Biruta e o Núcleo Biruta de Teatro estavam em plena temporada do espetáculo
'Processo Medusa' quando a situação começou. Das 12 apresentações que estavam
previstas pelo projeto de manutenção aprovado no Funcultura, apenas metade foi
possível de realizar à tempo. No dia 17 de março, eles publicaram nas redes
sociais a suspensão das atividades do projeto que estavam realizando no CEU das
Águas.
A atriz e coordenadora do projeto Camila Rodrigues conta que o
projeto já estava todo programado. “Seria encerrado no final de março e
seguiríamos para a produção do projeto de circulação do mesmo espetáculo e um
outro de oficinas de palhaçaria, também aprovados no Funcultura”, comenta sobre
os planos para esse ano. A temporada vinha recebendo estudantes de escolas públicas
e realizando bate-papos com convidados. “Tivemos um público bem diverso, sempre
interagindo com a proposta do espetáculo e do bate-papo, a exemplo de algumas
mulheres surdas que deram ótimas contribuições nas discussões”, conta Camila
Confraria 27 em pesquisa | Foto: Rafael Sisant |
A Confraria 27 há meses vem realizando um projeto de pesquisa
também incentivado através do Funcultura. Os resultados seriam apresentados em
maio, mas também vão ter que esperar passar a crise. "Todas as ações da
produção estavam dentro do cronograma, mas devido a essa situação que afeta a
saúde mundial, tivemos que adiar a data das atividades de encerramento do
projeto. Com toda cidade fechada fica impossível de resolver algumas demandas.
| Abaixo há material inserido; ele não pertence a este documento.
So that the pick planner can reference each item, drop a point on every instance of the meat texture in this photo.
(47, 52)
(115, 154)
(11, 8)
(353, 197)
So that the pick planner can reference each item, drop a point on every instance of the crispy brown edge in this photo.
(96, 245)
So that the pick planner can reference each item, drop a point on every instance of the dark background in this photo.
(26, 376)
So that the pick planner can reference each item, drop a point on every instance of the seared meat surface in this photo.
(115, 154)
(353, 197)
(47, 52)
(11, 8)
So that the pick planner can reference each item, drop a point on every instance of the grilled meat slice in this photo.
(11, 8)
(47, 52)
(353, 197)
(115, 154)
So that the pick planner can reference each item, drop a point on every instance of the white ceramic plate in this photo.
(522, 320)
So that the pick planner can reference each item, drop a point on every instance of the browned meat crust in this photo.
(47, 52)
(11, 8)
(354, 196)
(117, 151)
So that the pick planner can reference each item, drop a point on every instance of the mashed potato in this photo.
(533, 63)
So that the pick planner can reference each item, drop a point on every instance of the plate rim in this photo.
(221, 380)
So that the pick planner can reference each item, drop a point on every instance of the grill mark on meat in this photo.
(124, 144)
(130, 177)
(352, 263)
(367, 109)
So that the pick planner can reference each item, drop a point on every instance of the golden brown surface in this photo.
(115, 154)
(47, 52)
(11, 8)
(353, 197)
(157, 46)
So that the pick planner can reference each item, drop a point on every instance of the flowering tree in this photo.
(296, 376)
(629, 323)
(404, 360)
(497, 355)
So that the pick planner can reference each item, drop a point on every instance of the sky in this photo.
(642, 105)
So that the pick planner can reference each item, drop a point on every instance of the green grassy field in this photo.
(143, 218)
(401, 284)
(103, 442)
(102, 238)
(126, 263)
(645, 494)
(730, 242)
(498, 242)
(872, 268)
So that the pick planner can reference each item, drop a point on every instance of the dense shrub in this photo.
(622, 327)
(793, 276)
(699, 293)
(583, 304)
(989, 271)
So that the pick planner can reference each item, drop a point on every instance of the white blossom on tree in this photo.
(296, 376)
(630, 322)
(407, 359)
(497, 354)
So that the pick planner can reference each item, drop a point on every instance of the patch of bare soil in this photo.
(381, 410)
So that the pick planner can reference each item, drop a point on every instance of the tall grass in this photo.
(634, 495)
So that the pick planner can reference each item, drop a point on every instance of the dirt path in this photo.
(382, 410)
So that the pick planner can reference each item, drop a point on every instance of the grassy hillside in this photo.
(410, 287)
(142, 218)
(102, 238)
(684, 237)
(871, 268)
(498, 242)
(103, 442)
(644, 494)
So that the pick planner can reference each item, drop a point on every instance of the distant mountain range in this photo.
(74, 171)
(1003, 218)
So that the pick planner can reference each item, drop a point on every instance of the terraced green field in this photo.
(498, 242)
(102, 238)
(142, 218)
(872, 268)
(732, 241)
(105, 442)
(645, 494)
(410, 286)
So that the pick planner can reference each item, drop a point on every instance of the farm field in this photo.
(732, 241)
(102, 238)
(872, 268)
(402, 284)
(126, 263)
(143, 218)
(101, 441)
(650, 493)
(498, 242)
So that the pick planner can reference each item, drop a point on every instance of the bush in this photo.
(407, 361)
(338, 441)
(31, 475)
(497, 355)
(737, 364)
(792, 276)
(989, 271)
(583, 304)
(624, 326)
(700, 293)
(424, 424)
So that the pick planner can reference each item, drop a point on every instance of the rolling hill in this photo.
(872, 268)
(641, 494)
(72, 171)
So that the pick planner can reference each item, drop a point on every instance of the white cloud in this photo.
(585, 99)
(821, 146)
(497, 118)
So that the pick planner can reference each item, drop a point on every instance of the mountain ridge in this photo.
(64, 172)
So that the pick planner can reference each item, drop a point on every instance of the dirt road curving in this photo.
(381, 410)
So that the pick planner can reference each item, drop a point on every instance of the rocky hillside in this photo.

Mas as demandas que podem ser realizadas em casa, no sistema home office, estamos
mantendo", explica Rafael Sisant, bailarino pesquisador.
Além do cancelamento de temporadas, há grupos que estavam com
espetáculos prestes para estrear, mas que vão demorar a escutar o terceiro
sinal. O 'Músicas Para Amar Demais' seria apresentado ainda em março pela Pipa
Produções e a Qualquer Um dos 2 Cia. de Dança estava com pautas marcadas para o
'Cavalo' em maio. A Trup Errante vinha se debruçando sob o texto 'Esse Glauber'
de Aninha Franco desde dezembro e pretendia estreá-lo em abril. "Passamos
os meses de janeiro, fevereiro e o início de março nos encontrando para ensaiar
e produzir as demandas do espetáculo. A Trup vem ao longo de cinco anos
consecutivos realizando a campanha de popularização do teatro #EUVOUAOTEATRO e
iríamos iniciar nossa programação de 2020 com a estreia desse espetáculo",
conta Thom Galiano, diretor.
Atores da Trup Errante em processo | Foto: Thom Galiano |
Como ficam os artistas sem um palco para chamar de
seu?
“O espetáculo não pode parar!” sentencia Camila. As políticas
públicas para a Cultura no país já vinham há bastante tempo sendo
desarticuladas, os artistas foram atacados diretamente nos últimos anos. Na
região de Petrolina, onde não há políticas municipais consistentes para a
Cultura, a situação fica ainda mais instável. “Para o setor cultural, esse
momento de isolamento social está sendo e será muito difícil, pois o nosso
ofício é na troca, no encontro, no olho no olho e, infelizmente, ainda não tem
nada voltado para a classe de trabalhadores do setor artístico e cultural, que
ampare socialmente esses profissionais agora impedidos de trabalhar… não
sabemos se a ajuda do governo chegará até nós”, diz a atriz.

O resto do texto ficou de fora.